Logo, o valor dos serviços tributados pelos Municípios não pode integrar a base de cálculo do ICMS. Nesse sentido preleciona Hugo de Brito Machado: “Daí ser inadmissível a inclusão, mesmo através de lei complementar, do valor de determinados serviços na base de cálculo do ICMS” [2].
Assinale-se, contudo, desde logo, que a letra b, inciso IX, do § 2º, do art. 155 da CF ressalva a tributação do valor total da operação quando mercadorias forem fornecidas com serviços não compreendidos na competência tributária dos municípios. São as hipóteses em que os serviços são executados como atividade-meio na operação de venda de mercadorias. Isso é muito comum nas industrializações feitas sob encomenda. Nessas hipóteses, o ICMS incide sobre o valor total da operação, nele compreendido o valor da mão de obra empregada. Os serviços tributáveis pelos Municípios são apenas aqueles especificados na lista de serviços e prestados como atividade-fim.

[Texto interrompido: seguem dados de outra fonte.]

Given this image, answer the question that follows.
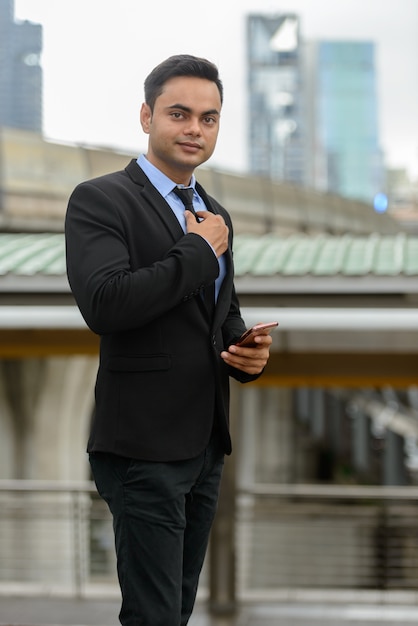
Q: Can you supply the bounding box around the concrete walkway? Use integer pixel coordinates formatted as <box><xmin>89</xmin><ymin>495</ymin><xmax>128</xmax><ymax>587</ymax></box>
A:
<box><xmin>0</xmin><ymin>596</ymin><xmax>418</xmax><ymax>626</ymax></box>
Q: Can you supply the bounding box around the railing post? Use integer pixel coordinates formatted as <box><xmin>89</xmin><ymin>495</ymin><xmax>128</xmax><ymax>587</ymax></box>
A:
<box><xmin>209</xmin><ymin>385</ymin><xmax>239</xmax><ymax>615</ymax></box>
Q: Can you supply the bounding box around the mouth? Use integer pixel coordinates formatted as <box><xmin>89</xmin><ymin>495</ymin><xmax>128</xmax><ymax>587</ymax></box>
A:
<box><xmin>179</xmin><ymin>141</ymin><xmax>202</xmax><ymax>152</ymax></box>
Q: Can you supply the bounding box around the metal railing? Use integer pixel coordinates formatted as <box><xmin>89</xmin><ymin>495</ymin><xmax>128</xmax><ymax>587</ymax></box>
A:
<box><xmin>0</xmin><ymin>480</ymin><xmax>418</xmax><ymax>599</ymax></box>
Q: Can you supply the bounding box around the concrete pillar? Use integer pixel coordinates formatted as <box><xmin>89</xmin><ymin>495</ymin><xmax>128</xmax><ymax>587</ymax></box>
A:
<box><xmin>352</xmin><ymin>410</ymin><xmax>370</xmax><ymax>474</ymax></box>
<box><xmin>383</xmin><ymin>430</ymin><xmax>408</xmax><ymax>486</ymax></box>
<box><xmin>0</xmin><ymin>356</ymin><xmax>97</xmax><ymax>590</ymax></box>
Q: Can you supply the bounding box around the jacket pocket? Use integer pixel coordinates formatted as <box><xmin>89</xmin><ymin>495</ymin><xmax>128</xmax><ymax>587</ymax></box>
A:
<box><xmin>108</xmin><ymin>354</ymin><xmax>171</xmax><ymax>372</ymax></box>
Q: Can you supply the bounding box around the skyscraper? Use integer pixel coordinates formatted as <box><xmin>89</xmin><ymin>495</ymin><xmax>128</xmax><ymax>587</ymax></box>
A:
<box><xmin>247</xmin><ymin>14</ymin><xmax>384</xmax><ymax>202</ymax></box>
<box><xmin>247</xmin><ymin>14</ymin><xmax>306</xmax><ymax>184</ymax></box>
<box><xmin>307</xmin><ymin>41</ymin><xmax>384</xmax><ymax>201</ymax></box>
<box><xmin>0</xmin><ymin>0</ymin><xmax>42</xmax><ymax>132</ymax></box>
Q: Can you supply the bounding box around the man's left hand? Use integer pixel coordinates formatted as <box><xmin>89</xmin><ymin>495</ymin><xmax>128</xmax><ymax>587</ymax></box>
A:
<box><xmin>221</xmin><ymin>335</ymin><xmax>272</xmax><ymax>375</ymax></box>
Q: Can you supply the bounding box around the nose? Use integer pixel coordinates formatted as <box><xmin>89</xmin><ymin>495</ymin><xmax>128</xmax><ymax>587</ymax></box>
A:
<box><xmin>184</xmin><ymin>117</ymin><xmax>201</xmax><ymax>137</ymax></box>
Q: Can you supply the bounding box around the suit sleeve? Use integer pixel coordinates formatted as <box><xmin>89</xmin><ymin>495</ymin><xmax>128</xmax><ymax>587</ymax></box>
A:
<box><xmin>65</xmin><ymin>181</ymin><xmax>219</xmax><ymax>334</ymax></box>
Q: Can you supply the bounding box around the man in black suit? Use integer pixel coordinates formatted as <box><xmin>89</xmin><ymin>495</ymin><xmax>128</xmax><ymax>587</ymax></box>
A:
<box><xmin>65</xmin><ymin>55</ymin><xmax>271</xmax><ymax>626</ymax></box>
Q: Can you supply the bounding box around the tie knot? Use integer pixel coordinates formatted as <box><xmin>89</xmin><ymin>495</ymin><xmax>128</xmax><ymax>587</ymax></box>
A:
<box><xmin>173</xmin><ymin>187</ymin><xmax>193</xmax><ymax>211</ymax></box>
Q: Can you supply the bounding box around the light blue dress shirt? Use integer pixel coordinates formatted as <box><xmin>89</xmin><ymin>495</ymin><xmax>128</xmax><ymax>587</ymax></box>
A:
<box><xmin>137</xmin><ymin>154</ymin><xmax>226</xmax><ymax>299</ymax></box>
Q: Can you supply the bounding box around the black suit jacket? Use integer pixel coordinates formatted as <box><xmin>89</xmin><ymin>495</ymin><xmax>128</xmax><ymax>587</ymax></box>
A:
<box><xmin>65</xmin><ymin>160</ymin><xmax>256</xmax><ymax>461</ymax></box>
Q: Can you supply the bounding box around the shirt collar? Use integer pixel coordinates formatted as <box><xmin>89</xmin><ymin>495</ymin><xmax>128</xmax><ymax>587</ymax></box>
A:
<box><xmin>136</xmin><ymin>154</ymin><xmax>196</xmax><ymax>198</ymax></box>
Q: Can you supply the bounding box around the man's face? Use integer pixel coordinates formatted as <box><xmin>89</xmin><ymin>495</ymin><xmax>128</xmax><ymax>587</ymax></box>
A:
<box><xmin>141</xmin><ymin>76</ymin><xmax>221</xmax><ymax>185</ymax></box>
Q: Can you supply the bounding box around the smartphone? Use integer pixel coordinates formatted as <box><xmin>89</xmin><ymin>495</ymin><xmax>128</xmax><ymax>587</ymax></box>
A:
<box><xmin>235</xmin><ymin>322</ymin><xmax>279</xmax><ymax>346</ymax></box>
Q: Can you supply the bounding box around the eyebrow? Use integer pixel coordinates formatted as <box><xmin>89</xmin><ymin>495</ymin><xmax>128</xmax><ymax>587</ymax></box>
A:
<box><xmin>166</xmin><ymin>103</ymin><xmax>220</xmax><ymax>115</ymax></box>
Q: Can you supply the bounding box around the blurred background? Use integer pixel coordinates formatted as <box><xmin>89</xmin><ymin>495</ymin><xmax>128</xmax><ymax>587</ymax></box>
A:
<box><xmin>0</xmin><ymin>0</ymin><xmax>418</xmax><ymax>613</ymax></box>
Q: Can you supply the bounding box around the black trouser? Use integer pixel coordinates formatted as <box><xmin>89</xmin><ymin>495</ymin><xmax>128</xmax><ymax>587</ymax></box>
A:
<box><xmin>90</xmin><ymin>441</ymin><xmax>224</xmax><ymax>626</ymax></box>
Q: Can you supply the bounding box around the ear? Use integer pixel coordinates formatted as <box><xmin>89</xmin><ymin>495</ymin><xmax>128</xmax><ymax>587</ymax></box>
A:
<box><xmin>140</xmin><ymin>102</ymin><xmax>152</xmax><ymax>134</ymax></box>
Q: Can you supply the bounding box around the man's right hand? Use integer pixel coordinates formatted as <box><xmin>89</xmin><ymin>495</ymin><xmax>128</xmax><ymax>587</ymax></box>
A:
<box><xmin>185</xmin><ymin>211</ymin><xmax>229</xmax><ymax>257</ymax></box>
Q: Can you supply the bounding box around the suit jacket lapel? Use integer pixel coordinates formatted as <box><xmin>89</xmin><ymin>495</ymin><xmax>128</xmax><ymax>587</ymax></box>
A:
<box><xmin>125</xmin><ymin>159</ymin><xmax>184</xmax><ymax>241</ymax></box>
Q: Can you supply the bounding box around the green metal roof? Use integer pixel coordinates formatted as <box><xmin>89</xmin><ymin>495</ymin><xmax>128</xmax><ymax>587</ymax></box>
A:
<box><xmin>0</xmin><ymin>233</ymin><xmax>418</xmax><ymax>279</ymax></box>
<box><xmin>0</xmin><ymin>233</ymin><xmax>65</xmax><ymax>276</ymax></box>
<box><xmin>234</xmin><ymin>233</ymin><xmax>418</xmax><ymax>276</ymax></box>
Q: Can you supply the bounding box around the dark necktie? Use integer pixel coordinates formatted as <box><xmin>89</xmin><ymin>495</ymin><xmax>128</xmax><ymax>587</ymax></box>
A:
<box><xmin>173</xmin><ymin>187</ymin><xmax>215</xmax><ymax>317</ymax></box>
<box><xmin>173</xmin><ymin>187</ymin><xmax>199</xmax><ymax>221</ymax></box>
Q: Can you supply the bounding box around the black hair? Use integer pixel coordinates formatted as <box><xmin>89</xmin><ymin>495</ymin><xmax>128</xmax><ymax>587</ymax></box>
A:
<box><xmin>144</xmin><ymin>54</ymin><xmax>223</xmax><ymax>111</ymax></box>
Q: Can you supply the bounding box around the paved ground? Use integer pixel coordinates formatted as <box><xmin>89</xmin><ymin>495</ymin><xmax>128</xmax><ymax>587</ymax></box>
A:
<box><xmin>0</xmin><ymin>596</ymin><xmax>418</xmax><ymax>626</ymax></box>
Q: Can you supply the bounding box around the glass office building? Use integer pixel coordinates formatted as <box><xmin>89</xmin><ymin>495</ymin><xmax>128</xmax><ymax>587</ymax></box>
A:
<box><xmin>247</xmin><ymin>14</ymin><xmax>384</xmax><ymax>202</ymax></box>
<box><xmin>0</xmin><ymin>0</ymin><xmax>42</xmax><ymax>132</ymax></box>
<box><xmin>307</xmin><ymin>41</ymin><xmax>384</xmax><ymax>201</ymax></box>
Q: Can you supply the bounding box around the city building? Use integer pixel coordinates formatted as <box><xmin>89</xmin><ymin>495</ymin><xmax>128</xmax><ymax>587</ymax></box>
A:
<box><xmin>247</xmin><ymin>14</ymin><xmax>306</xmax><ymax>184</ymax></box>
<box><xmin>0</xmin><ymin>0</ymin><xmax>42</xmax><ymax>132</ymax></box>
<box><xmin>305</xmin><ymin>41</ymin><xmax>384</xmax><ymax>203</ymax></box>
<box><xmin>247</xmin><ymin>14</ymin><xmax>384</xmax><ymax>205</ymax></box>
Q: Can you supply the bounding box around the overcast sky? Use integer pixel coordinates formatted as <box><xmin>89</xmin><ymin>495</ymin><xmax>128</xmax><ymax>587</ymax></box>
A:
<box><xmin>15</xmin><ymin>0</ymin><xmax>418</xmax><ymax>177</ymax></box>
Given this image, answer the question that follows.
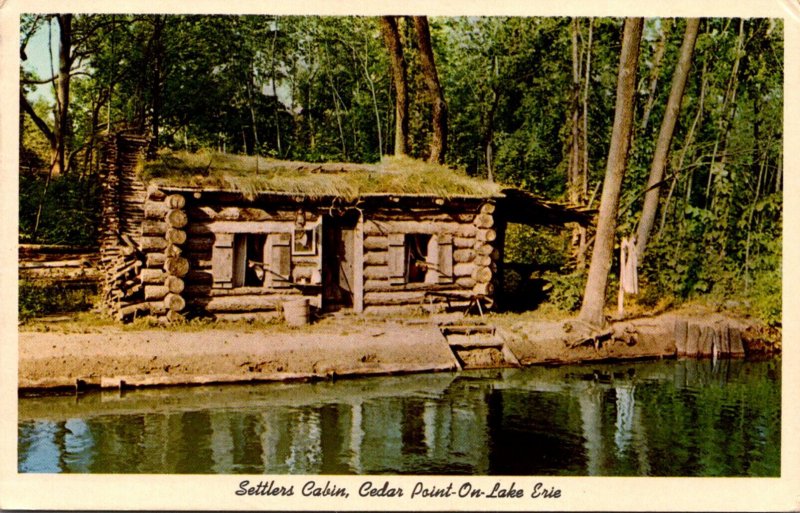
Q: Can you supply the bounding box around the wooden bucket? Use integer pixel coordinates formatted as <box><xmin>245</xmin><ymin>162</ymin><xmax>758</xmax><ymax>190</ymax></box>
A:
<box><xmin>283</xmin><ymin>298</ymin><xmax>309</xmax><ymax>326</ymax></box>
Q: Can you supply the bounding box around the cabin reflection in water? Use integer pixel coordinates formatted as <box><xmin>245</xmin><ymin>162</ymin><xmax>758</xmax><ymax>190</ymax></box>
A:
<box><xmin>19</xmin><ymin>362</ymin><xmax>780</xmax><ymax>475</ymax></box>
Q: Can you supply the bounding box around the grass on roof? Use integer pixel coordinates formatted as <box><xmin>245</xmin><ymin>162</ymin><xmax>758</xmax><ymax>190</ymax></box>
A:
<box><xmin>139</xmin><ymin>151</ymin><xmax>501</xmax><ymax>201</ymax></box>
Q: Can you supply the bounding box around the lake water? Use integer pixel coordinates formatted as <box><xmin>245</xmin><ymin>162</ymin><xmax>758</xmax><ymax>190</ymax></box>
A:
<box><xmin>18</xmin><ymin>359</ymin><xmax>781</xmax><ymax>476</ymax></box>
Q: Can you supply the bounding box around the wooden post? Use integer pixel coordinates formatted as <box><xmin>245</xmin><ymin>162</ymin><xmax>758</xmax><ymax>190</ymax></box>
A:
<box><xmin>352</xmin><ymin>214</ymin><xmax>362</xmax><ymax>313</ymax></box>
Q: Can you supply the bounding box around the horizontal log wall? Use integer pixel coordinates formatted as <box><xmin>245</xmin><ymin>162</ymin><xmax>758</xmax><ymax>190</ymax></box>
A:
<box><xmin>363</xmin><ymin>203</ymin><xmax>500</xmax><ymax>313</ymax></box>
<box><xmin>139</xmin><ymin>190</ymin><xmax>188</xmax><ymax>322</ymax></box>
<box><xmin>98</xmin><ymin>133</ymin><xmax>149</xmax><ymax>320</ymax></box>
<box><xmin>177</xmin><ymin>202</ymin><xmax>319</xmax><ymax>318</ymax></box>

* Jurista, com 30 obras publicadas. Acadêmico, Titular da cadeira nº 20 (Ruy Barbosa Nogueira) da Academia Paulista de Letras Jurídicas. Acadêmico, Titular da cadeira nº 7 (Bernardo Ribeiro de Moraes) da Academia Brasileira de Direito Tributário. Acadêmico, Titular da cadeira nº 59 (Antonio de Sampaio Dória) da Academia Paulista de Direito. Sócio fundador do escritório Harada Advogados Associados. Ex-Procurador Chefe da Consultoria Jurídica do Município de São Paulo.
[1] Cf. nosso Direito financeiro e tributário. 25ª ed. São Paulo: Atlas, 2016, P. 500-5001.
[2] Curso de direito tributário. 32ª ed. São Paulo: Malheiros, 2011, p. 377.